W3C home > Mailing lists > Public > public-gld-wg@w3.org > April 2013

AW: ISSUE-59 (FC-HierarchicalCodeList): Last Call comment. Frank Cotton on qb:HierarchicalCodeList [Data Cube Vocabulary]

From: Benedikt Kaempgen <kaempgen@fzi.de>
Date: Thu, 25 Apr 2013 14:07:41 +0000
To: Dave Reynolds <dave.e.reynolds@gmail.com>, "public-gld-wg@w3.org" <public-gld-wg@w3.org>
Message-ID: <0D7BFFD7C415144DA75C3D49C46AC21512AC4AA8@ex-ms-1a.fzi.de>
Hello,

Regarding this issue I would like to point to a discussion about ISSUE-31 we had some time ago [1]. 

Maybe that gives additional arguments to be put in the answer, e.g., that "the publisher of the geography and the publisher of the statistics themselves are often (at least in our case) different".

Best,

Benedikt 

[1] ----------------------------
________________________________________
Von: Dave Reynolds [dave.e.reynolds@gmail.com]
Gesendet: Donnerstag, 17. Januar 2013 15:34
An: Benedikt Kaempgen
Cc: public-gld-wg@w3.org
Betreff: Re: AW: ISSUE-31 (Aggregation): Supporting aggregation for other than SKOS hierarchies [Data Cube Vocabulary]

Hi Benedikt,

On 11/01/13 13:04, Benedikt Kaempgen wrote:
> Hello,
>
>> For Data Cube, of course, the issue is not whether those relationships
>> can be represented (they can already [1]) but whether Data Cube
>> dimensions can reference and reuse those representations directly.
>
> I am wondering why it would not be sufficient to recommend publishers to add skos:narrower and skos:broader relationships - if semantically applicable - to the domain specific properties. I see your point that with time and geo there might be many possible values to the dimensionProperties; however, in general, the number of possible values of a dimensionProperty (especially as used by a certain dataset) is small in comparison to the number of observations. Thus, I would not see a problem in adding the needed triples to the same file as the data structure definition.
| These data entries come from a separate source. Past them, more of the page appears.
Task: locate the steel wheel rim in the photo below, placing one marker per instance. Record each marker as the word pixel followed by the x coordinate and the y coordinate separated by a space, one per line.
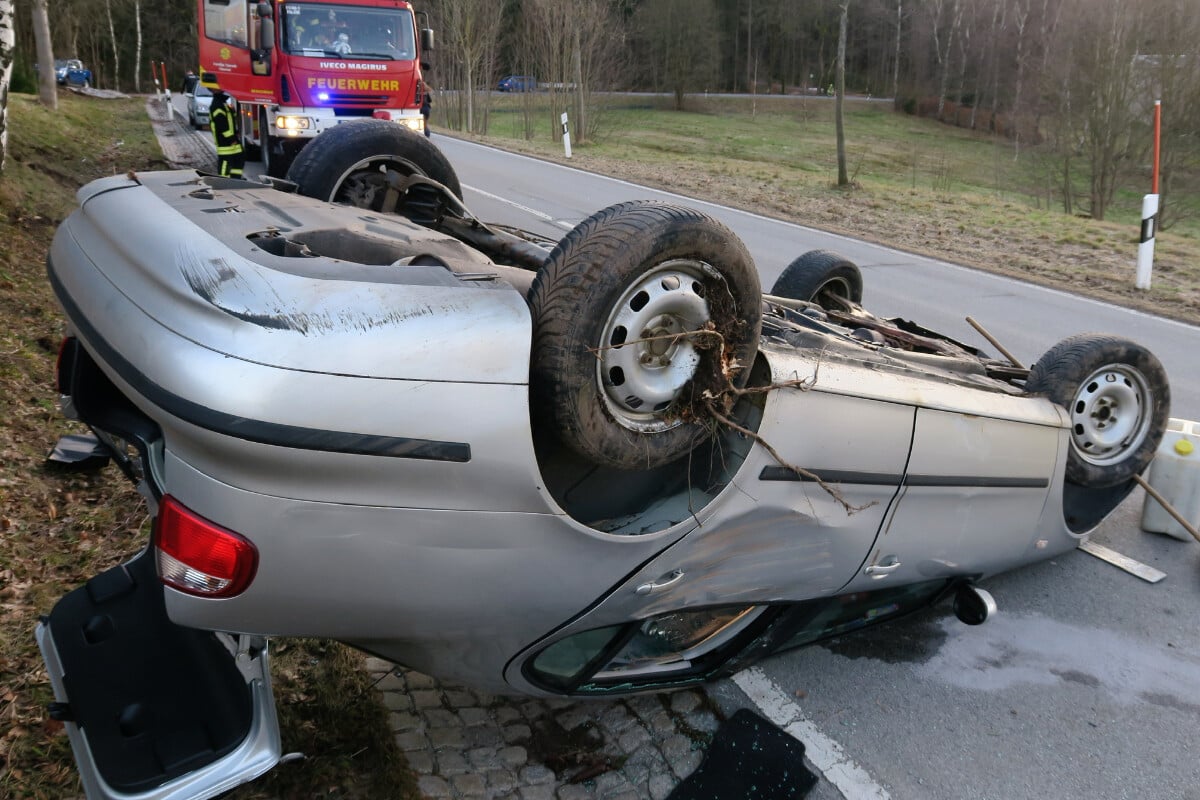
pixel 365 184
pixel 642 362
pixel 1110 415
pixel 834 290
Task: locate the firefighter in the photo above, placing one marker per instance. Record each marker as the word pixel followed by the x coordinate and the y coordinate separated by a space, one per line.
pixel 223 121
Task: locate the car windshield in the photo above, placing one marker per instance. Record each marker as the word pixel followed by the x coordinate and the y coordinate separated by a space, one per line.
pixel 322 29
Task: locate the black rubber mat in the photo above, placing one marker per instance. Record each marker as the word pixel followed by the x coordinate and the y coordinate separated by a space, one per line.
pixel 750 758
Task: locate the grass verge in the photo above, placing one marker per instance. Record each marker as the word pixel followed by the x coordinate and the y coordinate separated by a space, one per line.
pixel 59 529
pixel 917 185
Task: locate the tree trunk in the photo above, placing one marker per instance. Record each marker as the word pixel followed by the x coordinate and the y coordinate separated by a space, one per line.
pixel 47 84
pixel 895 67
pixel 117 56
pixel 7 44
pixel 843 174
pixel 137 56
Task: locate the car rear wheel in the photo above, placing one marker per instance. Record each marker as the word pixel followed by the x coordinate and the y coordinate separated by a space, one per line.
pixel 352 163
pixel 642 313
pixel 1117 396
pixel 823 277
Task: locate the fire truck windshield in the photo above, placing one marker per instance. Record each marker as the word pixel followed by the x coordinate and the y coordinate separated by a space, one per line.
pixel 363 31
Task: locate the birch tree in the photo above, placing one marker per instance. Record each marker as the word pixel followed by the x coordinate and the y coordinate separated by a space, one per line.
pixel 7 47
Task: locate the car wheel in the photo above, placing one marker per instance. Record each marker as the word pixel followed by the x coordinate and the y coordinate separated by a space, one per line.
pixel 612 372
pixel 351 163
pixel 823 277
pixel 1117 396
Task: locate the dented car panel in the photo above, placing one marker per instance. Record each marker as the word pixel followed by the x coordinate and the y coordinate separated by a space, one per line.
pixel 346 396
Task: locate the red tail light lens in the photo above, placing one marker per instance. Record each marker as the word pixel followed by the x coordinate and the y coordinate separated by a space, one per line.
pixel 198 557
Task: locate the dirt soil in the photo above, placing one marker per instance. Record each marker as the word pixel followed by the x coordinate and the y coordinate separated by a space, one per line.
pixel 1101 268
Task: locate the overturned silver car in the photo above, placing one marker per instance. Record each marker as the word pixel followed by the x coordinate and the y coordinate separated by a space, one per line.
pixel 598 465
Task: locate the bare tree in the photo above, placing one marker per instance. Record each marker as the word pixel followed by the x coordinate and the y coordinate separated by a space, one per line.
pixel 7 47
pixel 47 85
pixel 678 37
pixel 839 102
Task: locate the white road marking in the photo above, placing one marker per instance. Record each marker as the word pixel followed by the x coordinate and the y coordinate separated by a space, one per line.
pixel 540 215
pixel 1032 287
pixel 826 755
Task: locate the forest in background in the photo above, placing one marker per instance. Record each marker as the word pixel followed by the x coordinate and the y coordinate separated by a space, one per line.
pixel 1072 80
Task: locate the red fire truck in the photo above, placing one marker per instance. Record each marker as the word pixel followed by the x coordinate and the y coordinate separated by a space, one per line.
pixel 297 67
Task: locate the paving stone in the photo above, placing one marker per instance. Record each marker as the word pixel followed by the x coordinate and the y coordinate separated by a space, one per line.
pixel 540 792
pixel 418 680
pixel 377 665
pixel 575 792
pixel 397 702
pixel 412 740
pixel 513 756
pixel 451 762
pixel 468 786
pixel 431 786
pixel 472 716
pixel 645 705
pixel 426 698
pixel 617 720
pixel 515 733
pixel 573 719
pixel 537 774
pixel 507 714
pixel 391 683
pixel 501 780
pixel 611 783
pixel 420 762
pixel 661 786
pixel 481 735
pixel 684 702
pixel 445 738
pixel 483 758
pixel 705 721
pixel 532 709
pixel 634 738
pixel 402 721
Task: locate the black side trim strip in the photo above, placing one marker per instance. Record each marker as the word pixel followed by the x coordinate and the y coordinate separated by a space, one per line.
pixel 269 433
pixel 978 480
pixel 886 479
pixel 831 476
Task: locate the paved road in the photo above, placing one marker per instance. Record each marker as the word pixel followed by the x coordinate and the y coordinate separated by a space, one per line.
pixel 1086 684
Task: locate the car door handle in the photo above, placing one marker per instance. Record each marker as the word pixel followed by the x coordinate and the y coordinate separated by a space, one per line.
pixel 669 579
pixel 885 567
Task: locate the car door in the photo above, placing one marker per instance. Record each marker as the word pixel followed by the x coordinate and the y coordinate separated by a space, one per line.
pixel 972 494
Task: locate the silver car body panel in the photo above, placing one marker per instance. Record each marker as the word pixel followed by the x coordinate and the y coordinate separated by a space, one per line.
pixel 258 752
pixel 367 427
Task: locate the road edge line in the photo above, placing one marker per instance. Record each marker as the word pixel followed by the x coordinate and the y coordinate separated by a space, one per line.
pixel 823 752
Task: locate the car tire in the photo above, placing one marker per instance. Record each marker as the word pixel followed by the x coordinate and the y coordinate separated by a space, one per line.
pixel 348 163
pixel 1117 396
pixel 823 277
pixel 628 271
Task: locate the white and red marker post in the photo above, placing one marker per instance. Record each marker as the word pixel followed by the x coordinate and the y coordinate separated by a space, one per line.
pixel 1150 212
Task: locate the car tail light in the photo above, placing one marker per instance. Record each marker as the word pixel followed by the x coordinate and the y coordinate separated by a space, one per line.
pixel 198 557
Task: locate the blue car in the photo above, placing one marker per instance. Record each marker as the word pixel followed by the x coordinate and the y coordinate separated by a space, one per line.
pixel 517 83
pixel 72 72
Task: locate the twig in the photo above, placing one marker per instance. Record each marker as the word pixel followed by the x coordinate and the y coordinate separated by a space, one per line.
pixel 799 470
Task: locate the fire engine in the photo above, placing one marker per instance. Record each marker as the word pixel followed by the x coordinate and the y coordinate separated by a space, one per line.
pixel 298 67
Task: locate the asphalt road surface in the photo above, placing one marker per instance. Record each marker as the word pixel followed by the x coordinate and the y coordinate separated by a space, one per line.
pixel 1086 685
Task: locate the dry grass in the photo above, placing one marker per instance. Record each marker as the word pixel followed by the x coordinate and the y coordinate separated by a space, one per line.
pixel 59 529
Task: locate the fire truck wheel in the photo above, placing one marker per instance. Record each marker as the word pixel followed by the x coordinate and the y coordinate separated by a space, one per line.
pixel 351 163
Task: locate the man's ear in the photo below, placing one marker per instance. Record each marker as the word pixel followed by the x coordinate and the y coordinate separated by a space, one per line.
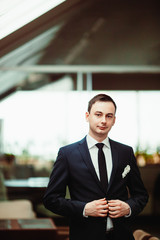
pixel 114 121
pixel 87 115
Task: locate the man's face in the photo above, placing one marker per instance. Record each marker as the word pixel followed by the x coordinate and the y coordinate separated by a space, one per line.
pixel 101 119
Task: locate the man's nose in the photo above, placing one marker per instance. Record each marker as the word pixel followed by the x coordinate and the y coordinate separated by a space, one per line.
pixel 103 119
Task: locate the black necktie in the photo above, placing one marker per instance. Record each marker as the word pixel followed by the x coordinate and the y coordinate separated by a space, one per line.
pixel 102 166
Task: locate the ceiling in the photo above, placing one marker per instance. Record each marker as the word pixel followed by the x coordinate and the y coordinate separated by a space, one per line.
pixel 118 40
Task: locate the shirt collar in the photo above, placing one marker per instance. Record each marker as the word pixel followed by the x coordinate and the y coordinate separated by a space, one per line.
pixel 92 142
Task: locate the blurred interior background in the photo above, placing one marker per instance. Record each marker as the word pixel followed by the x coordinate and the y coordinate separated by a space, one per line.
pixel 54 56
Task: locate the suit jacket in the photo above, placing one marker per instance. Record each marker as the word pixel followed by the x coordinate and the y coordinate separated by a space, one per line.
pixel 74 168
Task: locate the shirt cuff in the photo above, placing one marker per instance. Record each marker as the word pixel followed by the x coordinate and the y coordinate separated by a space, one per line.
pixel 84 212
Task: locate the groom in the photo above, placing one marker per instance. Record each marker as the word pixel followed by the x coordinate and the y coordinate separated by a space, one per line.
pixel 105 185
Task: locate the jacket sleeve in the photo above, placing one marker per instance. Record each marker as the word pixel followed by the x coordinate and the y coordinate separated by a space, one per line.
pixel 54 198
pixel 138 195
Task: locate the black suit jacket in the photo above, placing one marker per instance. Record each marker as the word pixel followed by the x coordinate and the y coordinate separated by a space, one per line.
pixel 74 168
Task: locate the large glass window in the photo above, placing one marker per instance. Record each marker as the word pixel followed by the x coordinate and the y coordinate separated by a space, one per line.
pixel 39 122
pixel 16 13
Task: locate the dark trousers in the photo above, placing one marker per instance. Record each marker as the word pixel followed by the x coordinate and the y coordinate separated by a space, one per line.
pixel 110 235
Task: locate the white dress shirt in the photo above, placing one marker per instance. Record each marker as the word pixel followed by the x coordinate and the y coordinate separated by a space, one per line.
pixel 93 150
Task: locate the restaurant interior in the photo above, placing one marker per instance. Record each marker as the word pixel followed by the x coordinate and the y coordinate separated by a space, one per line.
pixel 55 56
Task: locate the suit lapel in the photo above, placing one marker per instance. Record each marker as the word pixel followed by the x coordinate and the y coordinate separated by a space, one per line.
pixel 83 148
pixel 114 161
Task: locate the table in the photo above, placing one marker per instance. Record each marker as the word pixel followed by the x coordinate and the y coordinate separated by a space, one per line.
pixel 28 229
pixel 32 189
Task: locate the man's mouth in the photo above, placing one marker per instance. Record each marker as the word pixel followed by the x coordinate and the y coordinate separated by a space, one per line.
pixel 102 128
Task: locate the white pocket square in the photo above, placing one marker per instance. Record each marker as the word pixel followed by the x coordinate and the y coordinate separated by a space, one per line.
pixel 126 171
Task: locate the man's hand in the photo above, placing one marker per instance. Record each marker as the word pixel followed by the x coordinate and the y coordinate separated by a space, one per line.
pixel 97 208
pixel 118 208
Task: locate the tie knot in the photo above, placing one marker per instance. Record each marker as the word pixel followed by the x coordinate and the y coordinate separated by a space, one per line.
pixel 100 145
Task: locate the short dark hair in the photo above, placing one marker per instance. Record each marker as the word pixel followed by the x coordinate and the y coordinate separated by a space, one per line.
pixel 101 98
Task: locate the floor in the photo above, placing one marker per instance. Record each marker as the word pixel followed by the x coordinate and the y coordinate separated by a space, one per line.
pixel 150 224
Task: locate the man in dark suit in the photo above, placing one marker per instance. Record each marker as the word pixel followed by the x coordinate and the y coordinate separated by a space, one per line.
pixel 104 199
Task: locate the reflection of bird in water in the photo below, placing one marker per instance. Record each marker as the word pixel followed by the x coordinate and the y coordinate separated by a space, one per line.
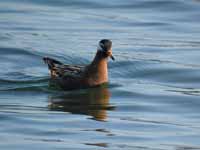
pixel 93 102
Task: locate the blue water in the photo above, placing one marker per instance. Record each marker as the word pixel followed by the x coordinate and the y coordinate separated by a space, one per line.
pixel 152 101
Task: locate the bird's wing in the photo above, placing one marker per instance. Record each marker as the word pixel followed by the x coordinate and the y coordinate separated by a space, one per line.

There are at least two issues with that.

First, the publisher of the geography and the publisher of the
statistics themselves are often (at least in our case) different. So
requiring, for example, a local authority to publish a set of assertions
about the Ordnance Survey's administrative geography URIs just in order
to publish their own local statistics would be ... problematic.

Secondly, it's semantically dubious. The correct hierarchical
relationship for statistical geographies in this case is containment
which is different from skos:narrower/broader. This was already
discussed up-thread.

> Is there a concrete use case that would require direct usage by QB?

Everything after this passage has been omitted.